同県ブランド・コミュニケーション戦略チームの石田雅之氏は背景についてこう補足する。「これまで実施してきた広報番組や広報紙では若い方々に十分情報が届けきれてない、という課題がありSNSを使って情報を届けたいと考えました。加えて、動画コンテンツは“良いもの”をつくれば、テキストと画像以上の訴求力や共感も期待でき、コロナに対する行動変容にもつながるのではないか、と考えました」。
“読む”ではなく“見る”
県の広報活動を担うブランド・コミュニケーション戦略チームには、約30人の職員がおり、うち4人がTikTokの動画の作成、編集、運用を担当。TwitterやFacebookの運用も兼任する。最低週1回のTikTok更新を目安に、継続的な投稿の計画を立てている。
メンバーのひとりの鍋島勢理氏は、他のSNS施策と比べてTikTokでのコミュニケーションの特徴をこう分析する。「(最近のSNSのトレンドとして)“読む”ではなく“見る”が肝要と言われています。つまり、いかにユーザーに瞬間的に理解してもらうか。(その証左として)短尺の動画の投稿が他のSNSでも増えてきていますが、短い動画でシンプルに情報を伝えるという点において、TikTokは特に秀でていると感じます」。

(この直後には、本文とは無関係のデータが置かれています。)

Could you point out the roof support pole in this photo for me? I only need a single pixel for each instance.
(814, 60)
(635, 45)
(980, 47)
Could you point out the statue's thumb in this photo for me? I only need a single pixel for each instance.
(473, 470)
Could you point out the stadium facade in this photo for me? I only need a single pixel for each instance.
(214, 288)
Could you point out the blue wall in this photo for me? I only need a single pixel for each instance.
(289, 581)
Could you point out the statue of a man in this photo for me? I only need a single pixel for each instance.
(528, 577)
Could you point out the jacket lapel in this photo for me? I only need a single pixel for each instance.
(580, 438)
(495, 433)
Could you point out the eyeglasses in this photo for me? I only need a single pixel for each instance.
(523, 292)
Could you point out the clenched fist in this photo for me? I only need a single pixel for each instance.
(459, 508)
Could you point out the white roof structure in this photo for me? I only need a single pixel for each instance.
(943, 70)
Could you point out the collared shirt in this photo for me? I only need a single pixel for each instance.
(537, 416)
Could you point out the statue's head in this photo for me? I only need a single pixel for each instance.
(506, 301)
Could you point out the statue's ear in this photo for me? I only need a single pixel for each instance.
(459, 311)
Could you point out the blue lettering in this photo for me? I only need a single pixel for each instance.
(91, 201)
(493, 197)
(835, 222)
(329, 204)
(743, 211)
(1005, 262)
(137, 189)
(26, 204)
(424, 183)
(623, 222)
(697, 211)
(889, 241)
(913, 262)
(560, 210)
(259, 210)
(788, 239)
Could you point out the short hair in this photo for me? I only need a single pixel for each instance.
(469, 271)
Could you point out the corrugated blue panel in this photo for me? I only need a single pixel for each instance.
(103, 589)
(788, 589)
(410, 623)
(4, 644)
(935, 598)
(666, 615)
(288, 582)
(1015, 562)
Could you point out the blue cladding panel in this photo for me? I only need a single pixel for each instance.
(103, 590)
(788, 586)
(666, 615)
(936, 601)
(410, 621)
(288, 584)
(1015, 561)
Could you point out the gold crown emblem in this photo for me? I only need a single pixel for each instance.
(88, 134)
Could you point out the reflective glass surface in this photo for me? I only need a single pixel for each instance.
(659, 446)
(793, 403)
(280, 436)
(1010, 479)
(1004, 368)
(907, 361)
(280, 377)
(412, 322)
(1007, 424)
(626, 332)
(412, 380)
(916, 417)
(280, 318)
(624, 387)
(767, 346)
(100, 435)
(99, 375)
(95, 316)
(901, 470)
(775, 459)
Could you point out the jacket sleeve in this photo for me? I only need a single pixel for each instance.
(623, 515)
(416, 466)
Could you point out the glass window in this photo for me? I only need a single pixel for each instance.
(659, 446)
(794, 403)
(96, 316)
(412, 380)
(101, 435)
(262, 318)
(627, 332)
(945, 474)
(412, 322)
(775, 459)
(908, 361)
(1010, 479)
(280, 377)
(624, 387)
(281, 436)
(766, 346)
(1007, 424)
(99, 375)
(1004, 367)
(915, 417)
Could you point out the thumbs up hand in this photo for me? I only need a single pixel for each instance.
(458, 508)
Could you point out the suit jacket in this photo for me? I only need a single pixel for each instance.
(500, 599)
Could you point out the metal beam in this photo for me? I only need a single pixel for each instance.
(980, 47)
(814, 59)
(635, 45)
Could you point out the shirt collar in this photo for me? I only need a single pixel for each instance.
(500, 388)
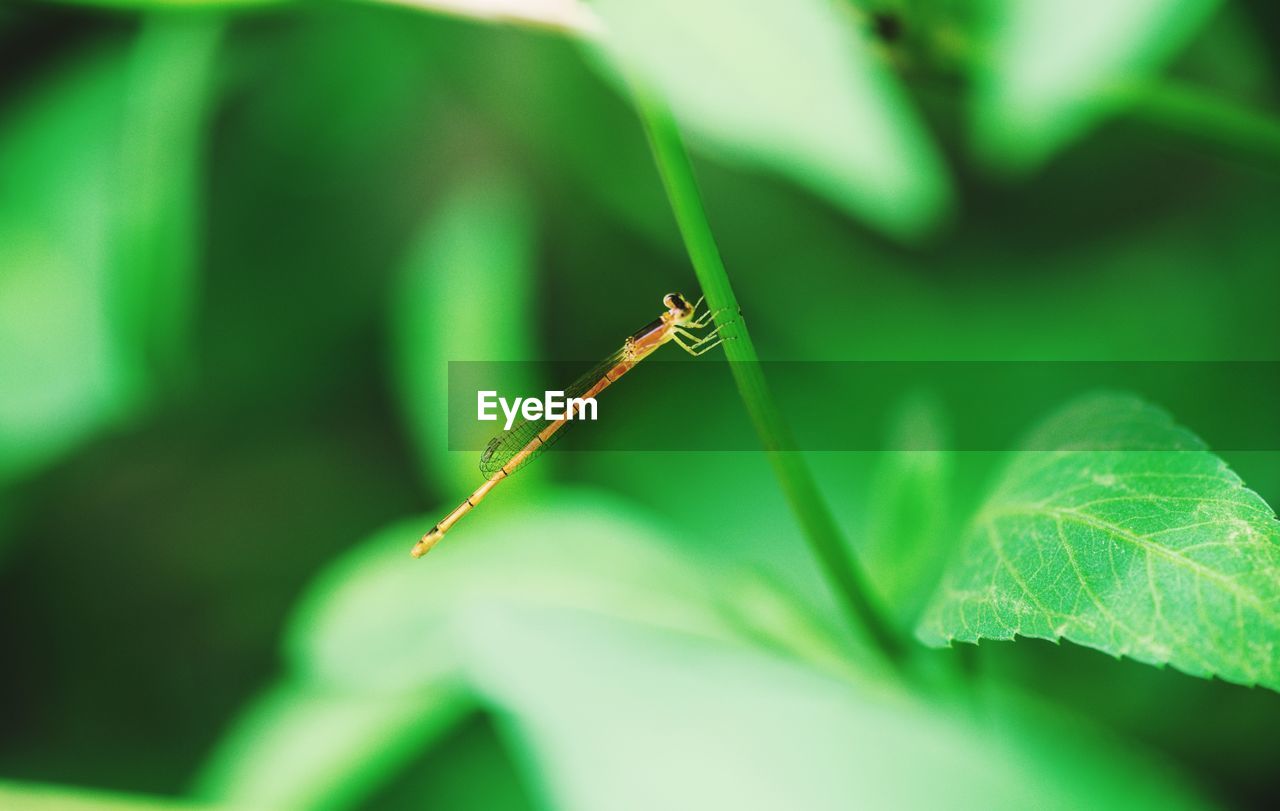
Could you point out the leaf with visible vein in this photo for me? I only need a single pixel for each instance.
(1118, 530)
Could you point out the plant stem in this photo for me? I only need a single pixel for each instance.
(1192, 110)
(819, 527)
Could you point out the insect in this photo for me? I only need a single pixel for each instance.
(513, 449)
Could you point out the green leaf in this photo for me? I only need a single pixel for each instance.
(374, 659)
(156, 241)
(908, 509)
(787, 85)
(97, 219)
(302, 746)
(62, 374)
(464, 294)
(1056, 68)
(1123, 534)
(612, 715)
(378, 621)
(40, 797)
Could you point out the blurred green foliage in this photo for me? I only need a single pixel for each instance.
(240, 246)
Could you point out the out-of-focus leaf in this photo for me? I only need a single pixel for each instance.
(42, 797)
(158, 198)
(570, 15)
(908, 509)
(301, 746)
(96, 237)
(374, 658)
(786, 85)
(177, 4)
(666, 722)
(1055, 68)
(1160, 554)
(60, 375)
(464, 293)
(379, 621)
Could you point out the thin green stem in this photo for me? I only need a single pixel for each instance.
(794, 475)
(1201, 114)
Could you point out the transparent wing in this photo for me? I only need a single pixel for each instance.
(504, 447)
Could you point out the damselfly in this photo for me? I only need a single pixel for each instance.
(513, 449)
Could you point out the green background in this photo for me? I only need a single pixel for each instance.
(240, 246)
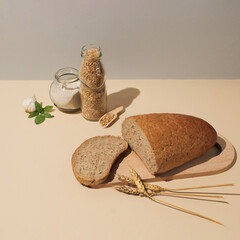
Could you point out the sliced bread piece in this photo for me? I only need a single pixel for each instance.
(164, 141)
(93, 159)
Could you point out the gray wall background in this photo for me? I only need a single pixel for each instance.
(139, 38)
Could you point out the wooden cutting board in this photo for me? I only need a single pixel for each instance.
(218, 159)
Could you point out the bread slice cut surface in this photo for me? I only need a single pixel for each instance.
(93, 159)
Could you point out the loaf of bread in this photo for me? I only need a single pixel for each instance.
(93, 159)
(164, 141)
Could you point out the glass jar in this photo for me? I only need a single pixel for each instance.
(64, 90)
(93, 89)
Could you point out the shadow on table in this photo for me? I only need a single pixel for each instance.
(122, 98)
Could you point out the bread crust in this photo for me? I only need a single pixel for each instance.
(174, 138)
(95, 182)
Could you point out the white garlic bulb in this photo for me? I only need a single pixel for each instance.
(29, 104)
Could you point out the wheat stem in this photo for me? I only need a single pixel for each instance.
(184, 210)
(199, 187)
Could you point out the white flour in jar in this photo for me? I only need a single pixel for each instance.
(66, 97)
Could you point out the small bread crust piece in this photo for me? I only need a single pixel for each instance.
(93, 159)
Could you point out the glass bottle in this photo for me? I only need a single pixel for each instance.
(64, 90)
(93, 88)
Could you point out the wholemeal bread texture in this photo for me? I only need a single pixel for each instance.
(164, 141)
(93, 159)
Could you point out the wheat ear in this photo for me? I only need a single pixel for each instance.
(141, 187)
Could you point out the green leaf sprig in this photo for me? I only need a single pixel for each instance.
(41, 113)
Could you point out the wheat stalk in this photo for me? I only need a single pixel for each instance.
(199, 187)
(185, 210)
(141, 189)
(128, 190)
(154, 189)
(138, 182)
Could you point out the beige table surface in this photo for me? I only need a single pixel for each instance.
(41, 199)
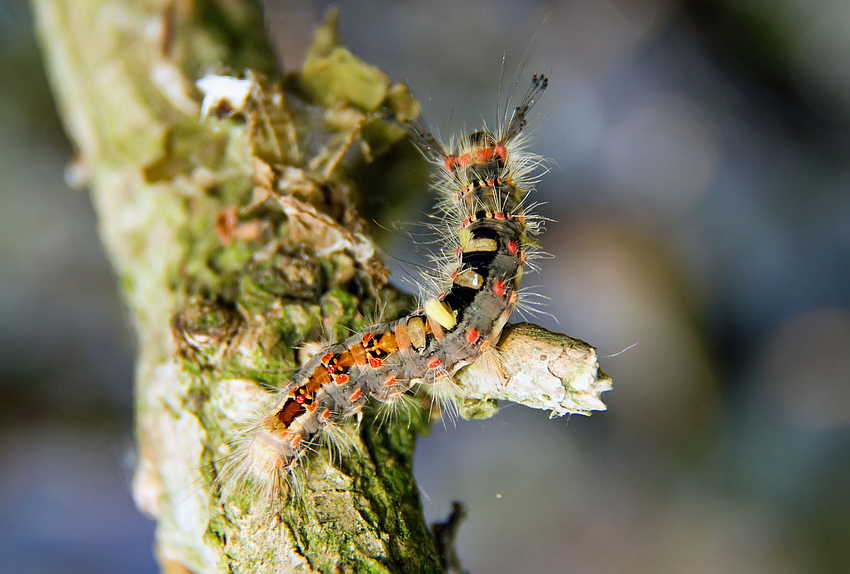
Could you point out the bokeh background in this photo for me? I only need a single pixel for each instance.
(699, 188)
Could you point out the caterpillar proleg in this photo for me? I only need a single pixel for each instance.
(482, 180)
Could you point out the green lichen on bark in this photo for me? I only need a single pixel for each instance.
(234, 239)
(237, 239)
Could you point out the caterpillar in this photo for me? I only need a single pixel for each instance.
(482, 180)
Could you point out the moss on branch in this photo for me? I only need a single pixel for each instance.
(235, 240)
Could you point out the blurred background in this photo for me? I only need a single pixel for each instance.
(701, 239)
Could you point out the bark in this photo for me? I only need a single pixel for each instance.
(234, 241)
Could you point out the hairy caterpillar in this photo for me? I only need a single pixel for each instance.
(482, 180)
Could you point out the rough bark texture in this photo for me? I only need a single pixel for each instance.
(235, 240)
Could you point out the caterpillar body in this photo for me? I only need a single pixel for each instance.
(482, 179)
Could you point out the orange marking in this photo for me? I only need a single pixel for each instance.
(343, 360)
(499, 287)
(319, 377)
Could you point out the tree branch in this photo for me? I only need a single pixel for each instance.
(234, 241)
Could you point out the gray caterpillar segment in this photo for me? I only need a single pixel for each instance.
(482, 186)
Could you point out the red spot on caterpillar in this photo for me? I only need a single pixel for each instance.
(499, 287)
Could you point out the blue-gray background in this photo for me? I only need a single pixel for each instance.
(699, 183)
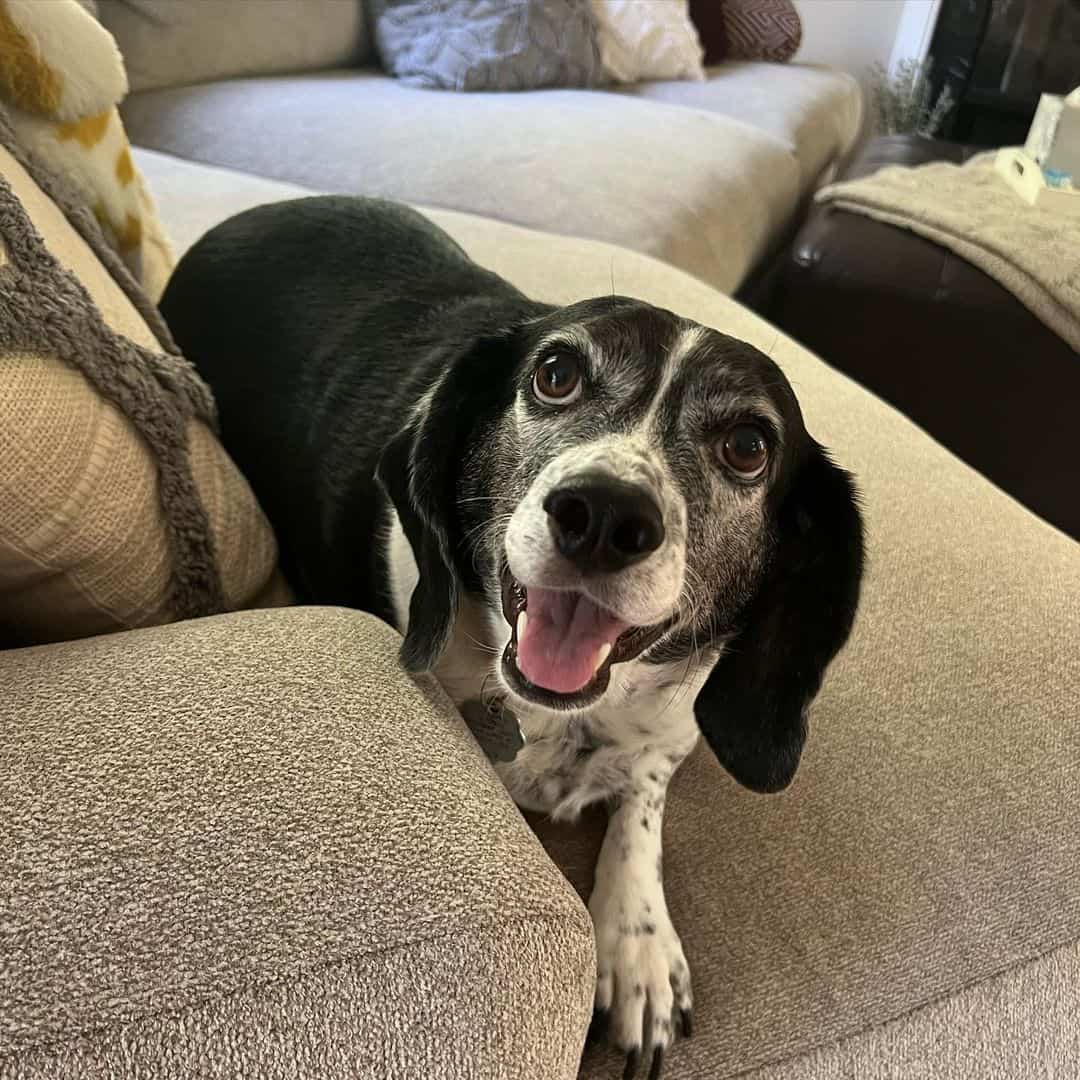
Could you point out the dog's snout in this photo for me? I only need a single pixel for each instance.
(604, 525)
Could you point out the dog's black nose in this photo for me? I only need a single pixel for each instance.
(604, 525)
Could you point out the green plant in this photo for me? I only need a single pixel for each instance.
(901, 99)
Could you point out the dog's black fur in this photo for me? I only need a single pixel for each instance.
(320, 323)
(367, 372)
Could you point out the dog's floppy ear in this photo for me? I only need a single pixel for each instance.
(414, 470)
(418, 472)
(752, 710)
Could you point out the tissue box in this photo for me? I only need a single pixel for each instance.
(1026, 178)
(1053, 140)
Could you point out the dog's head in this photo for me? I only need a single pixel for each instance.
(623, 486)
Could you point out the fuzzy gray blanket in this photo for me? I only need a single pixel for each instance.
(43, 308)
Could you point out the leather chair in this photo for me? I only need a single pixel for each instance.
(939, 339)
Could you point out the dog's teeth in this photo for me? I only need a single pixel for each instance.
(602, 653)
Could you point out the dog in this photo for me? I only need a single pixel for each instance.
(604, 522)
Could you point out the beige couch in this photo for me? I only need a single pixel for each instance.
(709, 176)
(250, 847)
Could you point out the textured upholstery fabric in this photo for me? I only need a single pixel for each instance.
(909, 906)
(248, 847)
(703, 191)
(487, 44)
(1021, 1025)
(98, 528)
(814, 111)
(174, 42)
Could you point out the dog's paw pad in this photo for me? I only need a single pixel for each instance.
(643, 981)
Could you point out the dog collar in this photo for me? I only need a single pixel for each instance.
(495, 728)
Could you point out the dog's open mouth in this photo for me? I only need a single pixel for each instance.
(563, 644)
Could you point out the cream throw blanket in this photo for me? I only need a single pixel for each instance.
(971, 210)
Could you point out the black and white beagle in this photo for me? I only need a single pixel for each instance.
(603, 521)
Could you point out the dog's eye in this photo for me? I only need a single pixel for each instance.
(744, 450)
(557, 380)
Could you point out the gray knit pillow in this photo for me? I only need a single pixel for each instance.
(488, 44)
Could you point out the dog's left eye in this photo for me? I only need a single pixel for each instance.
(557, 380)
(744, 450)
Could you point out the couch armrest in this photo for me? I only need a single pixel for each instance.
(250, 846)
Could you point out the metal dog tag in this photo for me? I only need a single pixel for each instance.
(495, 728)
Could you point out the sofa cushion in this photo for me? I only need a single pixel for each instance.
(173, 42)
(118, 505)
(926, 856)
(250, 846)
(814, 111)
(694, 188)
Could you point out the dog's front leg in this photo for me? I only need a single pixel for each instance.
(642, 974)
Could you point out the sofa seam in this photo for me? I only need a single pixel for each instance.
(301, 974)
(907, 1013)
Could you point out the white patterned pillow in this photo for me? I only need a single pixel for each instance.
(487, 44)
(642, 40)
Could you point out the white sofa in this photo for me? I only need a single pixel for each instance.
(707, 176)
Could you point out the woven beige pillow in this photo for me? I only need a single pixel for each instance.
(118, 505)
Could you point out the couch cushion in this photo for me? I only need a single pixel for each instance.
(174, 42)
(694, 188)
(931, 838)
(251, 847)
(118, 505)
(814, 111)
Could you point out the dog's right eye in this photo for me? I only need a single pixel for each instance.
(557, 380)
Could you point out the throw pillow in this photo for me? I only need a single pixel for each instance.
(118, 505)
(707, 17)
(174, 42)
(62, 78)
(487, 44)
(761, 29)
(642, 40)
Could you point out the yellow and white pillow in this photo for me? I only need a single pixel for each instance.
(62, 78)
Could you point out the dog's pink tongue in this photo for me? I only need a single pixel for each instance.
(564, 633)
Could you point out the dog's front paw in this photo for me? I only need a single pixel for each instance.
(642, 982)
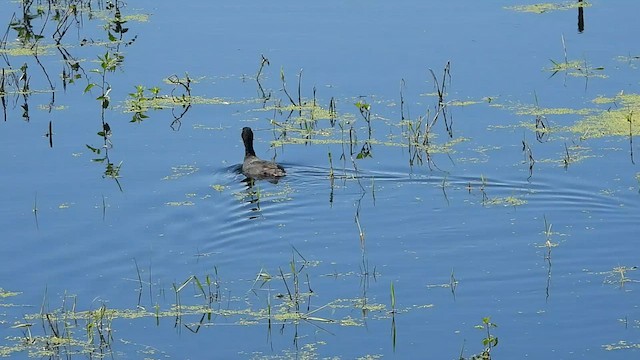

また、鍋島氏は、行政がSNSを活用する意義をこう話す。「(県民との)信頼関係を築くツールになっていると思います。というのも、どうしても行政は“お堅く、遠い存在”と思ってらっしゃる方が多いと思いますが、県がTikTokを通じて情報発信をしている、その姿勢自体が県民との信頼関係構築につながる、と考えています」。